Ant Digital Technologies, the blockchain division of Chinese fintech giant Ant Group, has launched Anvita, a new platform designed for an “agent-to-agent economy” where autonomous software programs transact on crypto rails with minimal human oversight. The move positions Ant against a growing field of competitors including Visa, Google, and Coinbase, all vying to build the core infrastructure for a market McKinsey projects could mediate $3 trillion to $5 trillion in commerce by 2030.
"Pure RWA is just the 'static infrastructure' of digital assets," Zhuoqun Bian, president of blockchain business at Ant Digital Technologies, said at the company's Real Up summit in Cannes where the platform was unveiled. "The real transformation lies in moving toward an onchain agentic economy, where autonomous agents will not just analyze data — they will hold assets, execute trades, and optimize portfolios."
Anvita debuts with two main products: Anvita TaaS (Tokenization-as-a-Service) for institutional real-world asset tokenization, and Anvita Flow, a platform where AI agents can register, discover each other, and settle payments in real time. The system uses the x402 protocol, co-developed by Coinbase, to allow agents to settle sub-cent transactions instantly using Circle's USDC stablecoin, bypassing traditional invoicing and subscriptions.
The launch comes as interest in agentic commerce intensifies, yet actual usage remains nascent. While the Solana network has reportedly processed over 15 million on-chain agent transactions, the underlying x402 protocol sees only about $28,000 in daily volume, with analysts flagging roughly half as artificial activity. Ant’s entry provides a major new competitor but also highlights the gap between the long-term vision and current adoption.
A Two-Pronged Strategy: Assets and Agents
Anvita’s structure separates the digitization of assets from the economy that will use them. The first component, Anvita TaaS, provides institutions with the tools for tokenizing real-world assets, complete with custody and treasury management. This creates the foundational layer of on-chain value that agents can later access.
The second component, Anvita Flow, is the coordination layer for the agents themselves. It functions as a decentralized marketplace where developers can list autonomous agents built on popular frameworks like OpenClaw and Claude Code. These agents can then discover one another, coordinate to complete complex tasks, and, crucially, pay each other for services rendered without human intervention. This creates a composable system where an agent could, for example, autonomously pull financial data from one paid service, use another agent to perform analysis, and execute a trade, settling each leg of the workflow with instant micropayments.
The Web3 Bet: Why Crypto Rails for AI Agents?
Ant’s decision to build on crypto rails centers on the unique demands of an agent economy, which traditional financial infrastructure is ill-equipped to handle. Legacy payment systems like credit cards were designed for human-to-business transactions and rely on manual inputs, account registrations, and human-centric fraud prevention like CAPTCHAs. These create bottlenecks for autonomous agents designed to operate 24/7 without intervention.

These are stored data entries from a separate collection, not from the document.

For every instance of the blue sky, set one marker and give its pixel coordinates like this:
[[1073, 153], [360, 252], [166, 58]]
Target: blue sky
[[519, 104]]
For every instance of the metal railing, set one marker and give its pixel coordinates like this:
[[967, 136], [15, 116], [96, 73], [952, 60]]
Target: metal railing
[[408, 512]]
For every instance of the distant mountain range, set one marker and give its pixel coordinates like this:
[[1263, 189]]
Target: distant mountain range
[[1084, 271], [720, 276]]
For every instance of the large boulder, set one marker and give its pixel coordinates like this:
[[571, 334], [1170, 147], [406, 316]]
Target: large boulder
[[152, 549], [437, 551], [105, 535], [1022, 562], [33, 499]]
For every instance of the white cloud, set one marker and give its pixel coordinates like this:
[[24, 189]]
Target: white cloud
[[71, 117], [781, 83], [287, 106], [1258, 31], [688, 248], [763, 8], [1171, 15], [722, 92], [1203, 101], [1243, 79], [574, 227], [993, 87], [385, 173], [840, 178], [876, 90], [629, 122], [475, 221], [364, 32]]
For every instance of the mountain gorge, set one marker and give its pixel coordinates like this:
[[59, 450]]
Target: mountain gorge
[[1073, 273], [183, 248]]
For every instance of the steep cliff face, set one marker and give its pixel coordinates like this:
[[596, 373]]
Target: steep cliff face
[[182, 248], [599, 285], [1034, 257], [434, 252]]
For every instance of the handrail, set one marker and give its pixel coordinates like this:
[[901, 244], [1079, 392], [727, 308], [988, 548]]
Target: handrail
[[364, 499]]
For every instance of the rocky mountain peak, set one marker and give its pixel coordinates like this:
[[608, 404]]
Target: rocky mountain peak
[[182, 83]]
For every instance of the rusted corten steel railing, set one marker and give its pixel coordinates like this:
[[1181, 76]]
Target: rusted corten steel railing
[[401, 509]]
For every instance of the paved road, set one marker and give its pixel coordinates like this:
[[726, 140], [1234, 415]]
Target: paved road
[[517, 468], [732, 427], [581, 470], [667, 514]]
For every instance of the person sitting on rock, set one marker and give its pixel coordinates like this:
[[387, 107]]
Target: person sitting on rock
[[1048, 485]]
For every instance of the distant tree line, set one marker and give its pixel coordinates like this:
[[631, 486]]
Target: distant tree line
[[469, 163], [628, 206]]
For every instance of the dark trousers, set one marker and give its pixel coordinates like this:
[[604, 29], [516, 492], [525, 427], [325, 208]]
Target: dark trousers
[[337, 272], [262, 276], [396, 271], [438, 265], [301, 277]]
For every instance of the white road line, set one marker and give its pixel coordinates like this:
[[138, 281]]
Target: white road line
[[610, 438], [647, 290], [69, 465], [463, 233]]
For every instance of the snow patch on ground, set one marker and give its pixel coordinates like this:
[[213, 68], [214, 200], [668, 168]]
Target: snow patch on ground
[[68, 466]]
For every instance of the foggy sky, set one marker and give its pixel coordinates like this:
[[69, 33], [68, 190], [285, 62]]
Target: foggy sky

Protocols like x402, which Anvita integrates, redesign the payment process for machines. Instead of a human registering for an API key, an agent can directly request a resource from a server, receive a bill for a few cents via an HTTP 402 response code, pay it on-chain with USDC, and receive access—a process that takes about 2 seconds. This "pay-as-authorization" model eliminates the need for stored credentials, a major security risk, and supports microtransactions at a scale where traditional fees, such as Stripe's $0.35 + 2.5% charge, would be prohibitive.
A Crowded Field With Low Starting Volume
Ant Digital joins a high-stakes competition to define the payment standards for AI agents. The field is split between Web2 incumbents adapting their existing rails and Web3 players building new, crypto-native solutions. Visa’s Trusted Agent Protocol and Google's Agent Payments Protocol (AP2) largely focus on integrating with existing card and payment networks. In contrast, Anvita, alongside efforts from the Solana Foundation and Coinbase, is betting that the permissionless, global, and always-on nature of stablecoins is a more natural fit.
However, the infrastructure is far ahead of the application layer. While Coinbase CEO Brian Armstrong expects agents to eventually surpass human transaction volume, the current reality is one of testing and speculation. According to an OKX Ventures research report, the surge in x402 transactions in late 2025 was driven more by projects competing for rankings on analytics dashboards than by organic commercial use. The road is built, but the cars are not yet on it in significant numbers.
For investors, this represents an infrastructure race rather than an immediate market-share battle. While Web2 solutions from Visa and Stripe may dominate the early market over the next 3 to 5 years due to their existing merchant networks, their structural limitations around micropayments and cross-border settlement could become bottlenecks as agentic commerce scales. Ant’s Anvita is a long-term play on the thesis that a truly autonomous, global agent economy will require a neutral, programmable, and crypto-native settlement layer.
This article is for informational purposes only and does not constitute investment advice.